Pretty simple right?
I know 30-Days can be a long-time, so if it’s an emergency purchase that is a necessity for your quality of life then the 30-Day rule probably will not apply here.
Similarly with sales, discounts tend to have limited timeframes where you can make decision. Again, the 30-Day rule will not apply in this instance.
Ways to Stick With the 30-Day Rule
Unfortunately, creating a financial plan or having the intention to change your spending habits doesn’t always lead to success. It’s not that easy! I hear you, so here are some ways to help stick to the 30-Day Rule:
Have a goal and track your progress
In business, those who set goals and track progress report hitting their goal 96% of the time, which is almost double the success rate of businesses who don’t track at all.
This is reflected in personal savings too, so having a regular check-in to work out how well you are moving towards a no impulse-spending goal could be beneficial to the overall saving process.
Involve your friends or family
Everybody loves a challenge! Why not compete against family and friends to see who can save the most money in a month or stop spending? This way, you can keep each other accountable and turn the 30-Day rule into a game against impulse spending.
Remember that a purchase every once in awhile is okay
The thing about this rule is that it doesn’t prevent shopping altogether. So once those 30-Days are complete, don’t feel guilty if you still want to buy after all.
It’s just a tool to help you get rid of those regretful purchases and put more value onto the items that you DO want and need. Plus, it serves to help boost your savings account along the way!
Give it some time to stick
Although I alluded to this a bit earlier, you might fail at your first 30-Day challenge. And that’s okay!
This should be a learning experience to either help you make smarter purchasing decisions, to stop impulse buying, or a combo of things.
Breaking bad habits is not always easy and takes time. So cut yourself some slack if you find it more challenging than you expected!
Try different budgeting techniques
What might be interesting or work for you, might be completely different for someone else.

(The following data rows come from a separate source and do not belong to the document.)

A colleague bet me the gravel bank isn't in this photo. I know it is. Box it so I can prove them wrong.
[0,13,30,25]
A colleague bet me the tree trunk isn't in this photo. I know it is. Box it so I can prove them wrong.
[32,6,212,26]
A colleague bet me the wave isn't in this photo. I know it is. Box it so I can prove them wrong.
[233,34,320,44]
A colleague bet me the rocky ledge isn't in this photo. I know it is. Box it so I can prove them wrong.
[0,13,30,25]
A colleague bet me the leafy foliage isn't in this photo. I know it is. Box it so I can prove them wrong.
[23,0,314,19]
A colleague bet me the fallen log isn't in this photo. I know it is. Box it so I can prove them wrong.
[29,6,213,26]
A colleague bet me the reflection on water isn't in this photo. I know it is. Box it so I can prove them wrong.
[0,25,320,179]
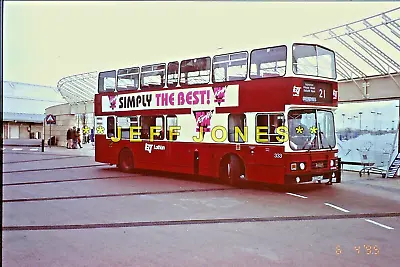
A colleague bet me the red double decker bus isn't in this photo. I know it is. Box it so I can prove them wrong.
[94,39,341,185]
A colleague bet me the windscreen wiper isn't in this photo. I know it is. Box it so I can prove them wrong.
[302,135,316,152]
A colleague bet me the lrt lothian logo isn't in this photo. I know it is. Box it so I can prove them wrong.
[108,95,118,110]
[213,86,226,106]
[193,110,214,133]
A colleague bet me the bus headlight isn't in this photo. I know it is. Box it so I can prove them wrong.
[299,162,306,170]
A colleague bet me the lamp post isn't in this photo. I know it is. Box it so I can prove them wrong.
[342,113,346,130]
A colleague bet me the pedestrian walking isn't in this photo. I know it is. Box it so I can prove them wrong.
[76,128,82,148]
[72,126,78,149]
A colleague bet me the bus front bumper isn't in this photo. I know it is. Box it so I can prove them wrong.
[285,170,342,184]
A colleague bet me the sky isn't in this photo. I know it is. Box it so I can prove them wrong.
[3,1,399,86]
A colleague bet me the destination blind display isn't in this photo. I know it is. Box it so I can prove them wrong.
[303,81,332,103]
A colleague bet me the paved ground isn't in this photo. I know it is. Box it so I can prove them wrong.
[2,145,400,266]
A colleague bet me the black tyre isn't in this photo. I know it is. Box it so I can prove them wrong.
[118,148,133,172]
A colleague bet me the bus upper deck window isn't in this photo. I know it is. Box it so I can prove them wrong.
[97,70,116,93]
[250,46,287,79]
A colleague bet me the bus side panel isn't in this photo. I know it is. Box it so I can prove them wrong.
[246,164,285,184]
[246,145,285,184]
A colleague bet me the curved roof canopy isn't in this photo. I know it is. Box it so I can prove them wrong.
[57,72,98,104]
[304,7,400,80]
[57,7,400,104]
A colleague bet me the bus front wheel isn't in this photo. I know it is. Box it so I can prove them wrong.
[118,148,133,172]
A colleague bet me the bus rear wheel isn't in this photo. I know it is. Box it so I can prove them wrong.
[220,155,245,187]
[118,148,133,172]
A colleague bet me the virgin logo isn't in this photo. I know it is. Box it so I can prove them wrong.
[193,110,213,132]
[197,112,211,124]
[213,86,226,105]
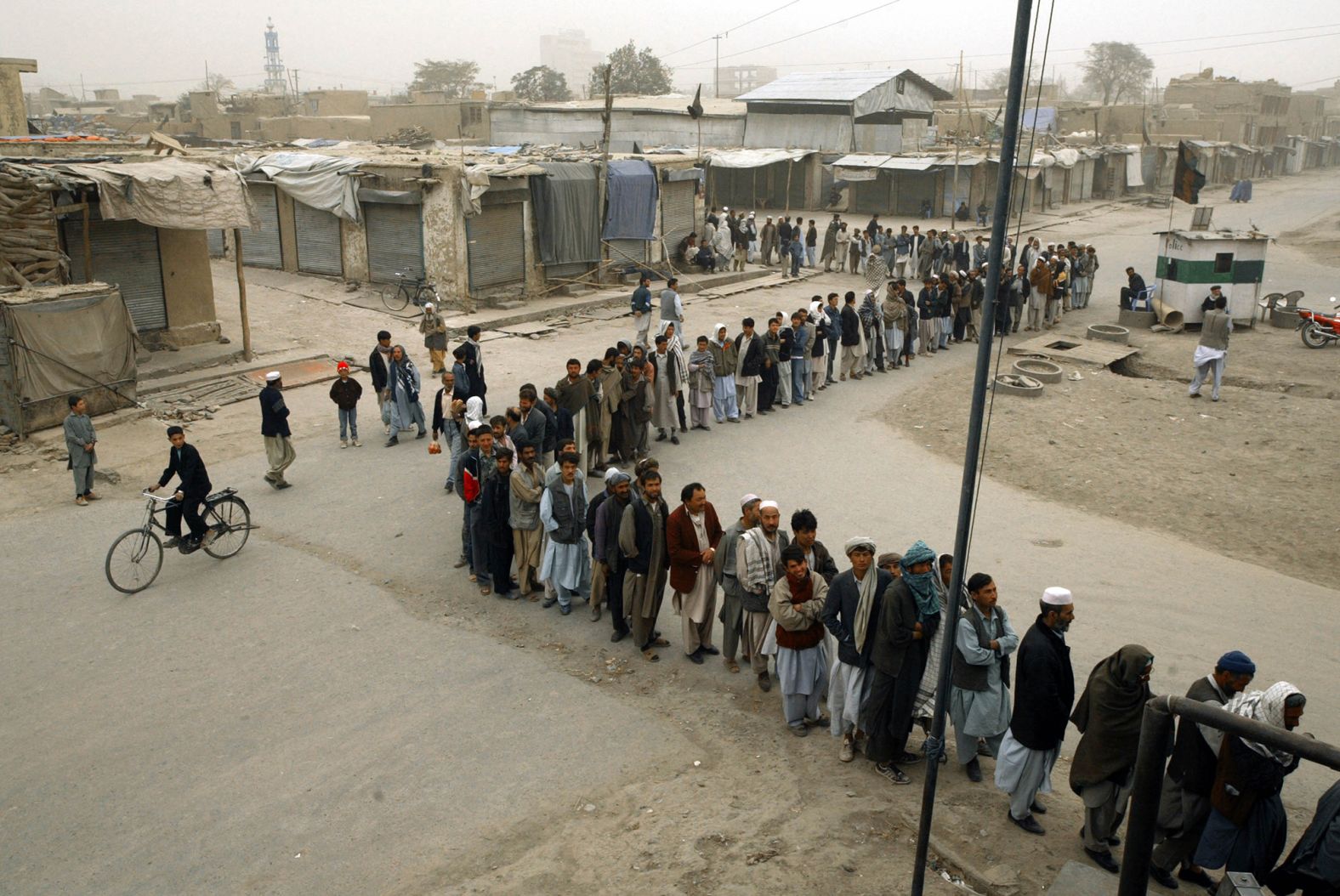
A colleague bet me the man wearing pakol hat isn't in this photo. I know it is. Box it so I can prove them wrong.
[419,301,446,377]
[714,494,758,672]
[735,501,791,691]
[768,545,828,737]
[949,572,1019,782]
[824,536,894,762]
[996,587,1075,835]
[331,360,364,447]
[861,541,940,784]
[1150,651,1256,889]
[258,370,298,489]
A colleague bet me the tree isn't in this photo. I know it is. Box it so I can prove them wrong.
[588,40,674,96]
[1082,40,1154,105]
[410,59,480,99]
[512,65,568,103]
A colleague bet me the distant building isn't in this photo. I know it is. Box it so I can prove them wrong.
[540,28,605,96]
[716,65,777,99]
[0,58,37,137]
[737,70,953,153]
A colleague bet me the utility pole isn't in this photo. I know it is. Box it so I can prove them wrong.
[911,0,1034,896]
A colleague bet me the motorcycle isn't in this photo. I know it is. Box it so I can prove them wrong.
[1298,296,1340,349]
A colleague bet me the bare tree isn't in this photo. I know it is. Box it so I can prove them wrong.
[1082,40,1154,105]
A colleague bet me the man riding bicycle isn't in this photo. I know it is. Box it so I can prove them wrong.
[147,426,214,552]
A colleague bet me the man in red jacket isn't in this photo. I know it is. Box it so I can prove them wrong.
[666,482,721,666]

For example, I always enjoyed simple spreadsheets and doing the math myself when doing my budget or any challenges, like the 30-Day rule. I found it kept me more focus and gave me a better understanding of my expenses.
Some might find the cash envelope system better for them, where physical envelopes with organized cash helps.
And others may look to various personal finance platforms and apps. Here a few that could help:
- Personal Capital: see all your expenses in one place, manage your net worth, investments, budget, and more. And you can use it for free.
- Savology: A new budgeting platform, Savology can make it easy to keep track of your expenses, spending, and savings.
- Tiller Money: Automatic spreadsheets and templates created for you to help with your budgeting and savings needs. So if you like cool spreadsheets, Tiller is for you.
- Mint: One of the more popular and recognizable names in the finance space is Mint. Keep track of all your finances in one place for free.